Once more, Jesus offers a swift rebuke as he “Quotes Deuteronomy to the Devil”:

7 Jesus said to him, "Again it is written, 'You shall not put the Lord your God to the test.'"

Christ would have no part in anything that would force the Father’s hand in intervening to “clean up” an act of willful disobedience. The fact that the Father had promised divine protection for the Messiah was not only a matter of Old Testament prophecy, it was seen played out in the Nazarene.  As a small child, he was supernaturally protected from the megalomaniacal Herod as he dispatched a detail to murder, not only the Christ Child, but all the toddler boys of Bethlehem.  Early in Christ’s public ministry, Saint Luke recorded an instance of this divine protection in a moment that has some interesting similarities to this moment on the Temple pinnacle:

[Luk 4:29-30 ESV] 29 And they rose up and drove him out of the town and brought him to the brow of the hill on which their town was built, so that they could throw him down the cliff. 30 But passing through their midst, he went away.

While proclaiming the words of Isaiah on a Nazareth Sabbath, an enraged mob sought to throw Jesus down to the bottom of a cliff. Yet he simply walked through them and onto his next appointed stop in Capernaum.  This was according to the Father’s will, a will that will never be thwarted.

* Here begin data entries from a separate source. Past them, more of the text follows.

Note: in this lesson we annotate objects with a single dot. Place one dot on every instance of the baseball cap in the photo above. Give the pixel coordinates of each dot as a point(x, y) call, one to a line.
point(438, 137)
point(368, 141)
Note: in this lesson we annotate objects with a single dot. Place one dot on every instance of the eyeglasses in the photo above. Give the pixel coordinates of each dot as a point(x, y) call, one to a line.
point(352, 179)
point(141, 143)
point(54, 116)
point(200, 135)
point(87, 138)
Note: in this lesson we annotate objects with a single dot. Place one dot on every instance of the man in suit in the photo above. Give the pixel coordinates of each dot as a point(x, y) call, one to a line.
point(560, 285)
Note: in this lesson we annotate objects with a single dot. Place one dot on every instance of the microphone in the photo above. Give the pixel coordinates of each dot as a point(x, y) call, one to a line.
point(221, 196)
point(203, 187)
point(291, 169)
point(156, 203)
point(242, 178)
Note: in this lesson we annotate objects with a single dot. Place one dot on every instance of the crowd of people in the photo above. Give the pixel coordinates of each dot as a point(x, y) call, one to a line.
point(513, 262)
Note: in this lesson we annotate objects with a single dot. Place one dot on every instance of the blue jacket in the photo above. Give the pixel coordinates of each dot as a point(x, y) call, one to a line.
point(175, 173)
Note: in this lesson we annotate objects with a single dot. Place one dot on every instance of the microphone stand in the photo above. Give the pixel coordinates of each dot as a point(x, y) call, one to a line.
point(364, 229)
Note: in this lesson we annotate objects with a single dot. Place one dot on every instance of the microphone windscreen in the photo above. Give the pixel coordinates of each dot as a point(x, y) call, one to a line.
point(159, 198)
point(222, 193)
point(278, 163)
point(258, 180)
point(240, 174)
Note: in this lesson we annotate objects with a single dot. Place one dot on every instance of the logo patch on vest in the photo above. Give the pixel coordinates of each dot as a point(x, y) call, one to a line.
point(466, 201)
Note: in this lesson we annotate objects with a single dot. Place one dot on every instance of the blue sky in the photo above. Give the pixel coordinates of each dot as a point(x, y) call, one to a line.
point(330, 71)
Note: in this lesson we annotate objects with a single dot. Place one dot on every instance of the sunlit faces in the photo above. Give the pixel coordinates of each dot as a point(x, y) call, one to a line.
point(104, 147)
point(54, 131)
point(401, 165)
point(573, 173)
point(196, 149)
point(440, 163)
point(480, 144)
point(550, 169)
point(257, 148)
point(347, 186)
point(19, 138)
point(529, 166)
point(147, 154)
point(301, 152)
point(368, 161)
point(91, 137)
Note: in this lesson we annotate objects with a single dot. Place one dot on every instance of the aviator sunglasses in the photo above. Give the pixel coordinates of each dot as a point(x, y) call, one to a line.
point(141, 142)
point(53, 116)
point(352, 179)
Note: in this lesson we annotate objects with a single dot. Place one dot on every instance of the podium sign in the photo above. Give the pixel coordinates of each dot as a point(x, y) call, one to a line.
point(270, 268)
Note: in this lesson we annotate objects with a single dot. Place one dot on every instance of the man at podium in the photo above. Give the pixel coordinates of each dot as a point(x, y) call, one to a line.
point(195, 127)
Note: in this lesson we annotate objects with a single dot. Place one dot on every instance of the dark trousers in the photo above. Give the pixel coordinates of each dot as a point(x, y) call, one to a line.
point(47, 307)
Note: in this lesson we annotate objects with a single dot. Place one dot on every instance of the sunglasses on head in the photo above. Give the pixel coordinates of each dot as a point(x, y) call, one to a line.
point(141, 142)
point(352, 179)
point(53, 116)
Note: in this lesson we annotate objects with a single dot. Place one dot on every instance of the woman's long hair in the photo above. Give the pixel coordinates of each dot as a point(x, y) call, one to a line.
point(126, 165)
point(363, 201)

In our forty day pursuit gives an opportunity to pause in reflection and self-examination, asking have we acted presumptuously in the presence of God?  Do we find ourselves grumbling over unanswered prayers or unmet expectations? We must understand this; unchecked presumption spawns unchecked entitlement. Unchecked entitlement places us in a spiritually precarious position.  If through self-examination we find we’ve slipped into this rut, we can through repentance and prayer, make a right beginning.

The Temptation to override Divine Decree.  The Adversary, in the last in this round of temptation, presents a vision of all the kingdoms of humanity in a moment.  My mind boggles considering the possibilities of what all Jesus saw at that moment.  Satan offers a “modest proposal”; take a knee and I will and them over to you. In another temptation steeped in utilitarianism, the Word of God, the one who saw Lucifer fall from heaven is now asked “bow”.  If ever the end justified the means?  No pain or suffering, no humiliation or dying like a common criminal. But at what cost?

Had Jesus buckled under temptation and took a knee, the cost would have been devastating, going far beyond the loss of Divine honor, it would have resulted in the loss of His Bride the church.  In other words, had Jesus taken the easy way out, we would be left without a redeemer; and without hope of redemption. It was at this moment that Jesus delivered a withering rebuke, once again paraphrasing the words of Deuteronomy:

[Mat 4:10 ESV] 10 Then Jesus said to him, "Be gone, Satan! For it is written, "'You shall worship the Lord your God and him only shall you serve.'"

As the echo of that rebuke reverberated in the Judean wilderness, the Devil departed and at once, Christ was attended to by His holy angels.

I can promise you; as you endeavor to keep a Holy Lent, our adversary will do his level best to throw out distractions, squirrels and shiny objects in an effort to take our minds off of Christ and the Via Christi.  When this happens, we’re called to stand up and prayerfully press on.